I don’t like Girls. Revolutionary thought, right? I know. Since the HBO show’s premiere two weeks ago, I’ve read all types of moaning about the show, the story of four twenty-something brown-haired white women making a way and doing slightly better than Florida Evans in seemingly homogeneous Brooklyn. The prevailing complaint about the show has been about all those people of non-color living, mating, and getting by in America’s biggest melting pot of a city. How could it be, many, many (too many) people have wondered, that they couldn’t find any color in Brooklyn?! I mean, besides the homeless Black guy that yelled at “Hannah” to “smile!” (There are people of color in Girls’ world, they just, well, color the margins life for the people of non-color.)

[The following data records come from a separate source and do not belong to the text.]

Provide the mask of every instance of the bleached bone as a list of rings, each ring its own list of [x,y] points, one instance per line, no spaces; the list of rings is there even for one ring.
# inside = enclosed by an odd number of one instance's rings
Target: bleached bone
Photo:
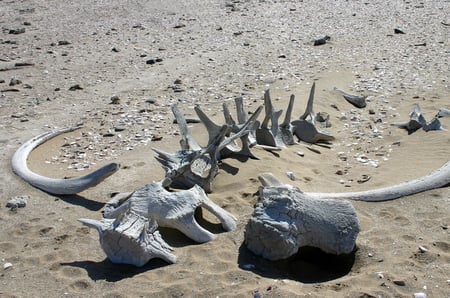
[[[446,108],[440,108],[435,117],[436,118],[450,117],[450,110]]]
[[[248,117],[245,115],[244,112],[242,97],[236,97],[235,103],[238,122],[234,121],[226,103],[223,104],[223,114],[225,117],[225,123],[230,127],[230,131],[232,133],[239,133],[242,126],[245,125],[245,123],[248,121]],[[253,159],[259,159],[250,151],[250,146],[256,145],[256,139],[254,137],[254,134],[258,127],[259,122],[255,120],[254,123],[249,126],[249,132],[240,138],[241,147],[239,148],[236,144],[233,143],[229,144],[220,152],[221,158],[240,155]]]
[[[360,228],[350,202],[313,199],[271,173],[258,178],[263,187],[245,230],[249,250],[269,260],[286,259],[303,246],[336,255],[353,251]]]
[[[194,185],[200,185],[205,191],[211,192],[212,180],[219,171],[220,152],[236,139],[248,134],[261,109],[262,107],[259,107],[235,134],[227,137],[231,132],[230,126],[219,127],[203,113],[200,107],[196,106],[195,111],[205,124],[209,137],[207,146],[201,147],[190,135],[183,114],[176,106],[172,106],[182,134],[182,150],[171,154],[153,148],[158,154],[156,159],[166,171],[164,186],[190,188]]]
[[[311,86],[311,91],[309,93],[308,103],[306,105],[306,110],[303,115],[298,120],[291,122],[293,127],[294,135],[296,135],[300,140],[315,144],[318,142],[329,142],[334,140],[332,135],[326,132],[318,131],[315,126],[316,114],[313,110],[314,105],[314,93],[316,90],[316,83],[314,82]],[[307,120],[307,118],[310,120]]]
[[[426,176],[393,186],[360,192],[306,194],[316,199],[334,198],[366,202],[381,202],[445,186],[450,186],[450,161]]]
[[[53,132],[43,133],[28,140],[14,153],[14,156],[12,158],[12,170],[32,186],[56,195],[76,194],[102,182],[119,169],[119,164],[110,163],[90,174],[72,179],[56,179],[44,177],[32,172],[28,168],[28,156],[36,147],[56,136],[59,136],[60,134],[71,132],[79,128],[81,128],[81,126],[62,128]]]
[[[259,145],[271,146],[271,147],[281,147],[284,148],[286,145],[278,133],[278,119],[283,113],[283,110],[274,111],[272,106],[272,100],[270,99],[269,90],[264,92],[264,108],[265,115],[261,123],[261,127],[256,130],[256,142]],[[270,121],[270,128],[269,128]]]
[[[117,202],[117,199],[110,202],[112,208],[105,209],[105,218],[120,219],[123,214],[133,212],[155,220],[161,227],[177,229],[200,243],[213,240],[216,236],[195,220],[194,213],[199,207],[215,215],[224,230],[236,228],[236,218],[212,202],[198,185],[188,190],[169,192],[162,182],[153,182],[133,192],[125,202],[116,207]]]
[[[408,134],[412,134],[420,128],[425,131],[442,129],[441,122],[439,121],[438,117],[434,117],[430,122],[427,123],[425,117],[422,114],[419,104],[415,104],[413,110],[411,111],[411,113],[409,113],[409,121],[395,122],[392,123],[392,125],[406,129],[408,131]]]
[[[340,93],[349,103],[351,103],[353,106],[362,109],[367,106],[366,104],[366,98],[367,96],[359,96],[359,95],[352,95],[348,94],[337,87],[334,87],[334,91]]]
[[[79,221],[98,231],[100,246],[113,263],[142,267],[154,258],[168,263],[177,261],[172,247],[156,230],[156,221],[131,210],[116,219],[81,218]]]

In all the Girls talk, there’s emerged a prevailing ideas that New York City proper, with inhabitants that undoubtedly rep every country and city on Earth’s face, is this place where people of all cultures gather around the Empire State Building and do some sort of collective kumbaya chant where we express tolerance for every race, religion, and creed. Nightly.
I’m almost certain where this lure of the New York melting pot came from. It’s a bunch of people from everywhere, living in close quarters, and so in theory, they would all intermingle on more than public transportation and then find common human interests like, you know, surviving this city and become friends. Surely that can happen, but what’s been my experience in application is it doesn’t for a lot of people. Of course, there’s potential for New York to be a melting pot, if you prefer it that way. But it can also be as segregated as a Jim Crow Mississippi, complete with the crazed police brutality, but without the separate but equal signs.
The crowded streets of Times Square look like the figurative UN (all tourists, so you know) and by convenience and for time efficiency, you’ll see people of all colors, including the Mayor, smashed together on the subway come rush hour. But for, dare I say, many New Yorkers, sharing a knowing eye roll across an empty aisle to whomever from wherever when the inevitable kid enters the subway car to sell M&Ms and recite the scripted speech about hustling on the train–”Not for no basketball team, but to have money in my pocket so I won’t be robbing you”–can be as meaningful as your NYC encounter with another race gets.
I will have lived here ten years come late August, and I have just one non-Black friend. She’s Puerto Rican, from The Bronx. Unlike Zoe Saldana and LaLa Vasquez-Anthony, she doesn’t claim “Black” even if she could be mistaken for such. I rarely see her, maybe once a year, as she’s a workaholic and a mother. We met when her husband was still her boyfriend, and clicked. End of story. Everyone else who I could call at 2 AM in the midst of a crisis and actually expect to answer and care is Black.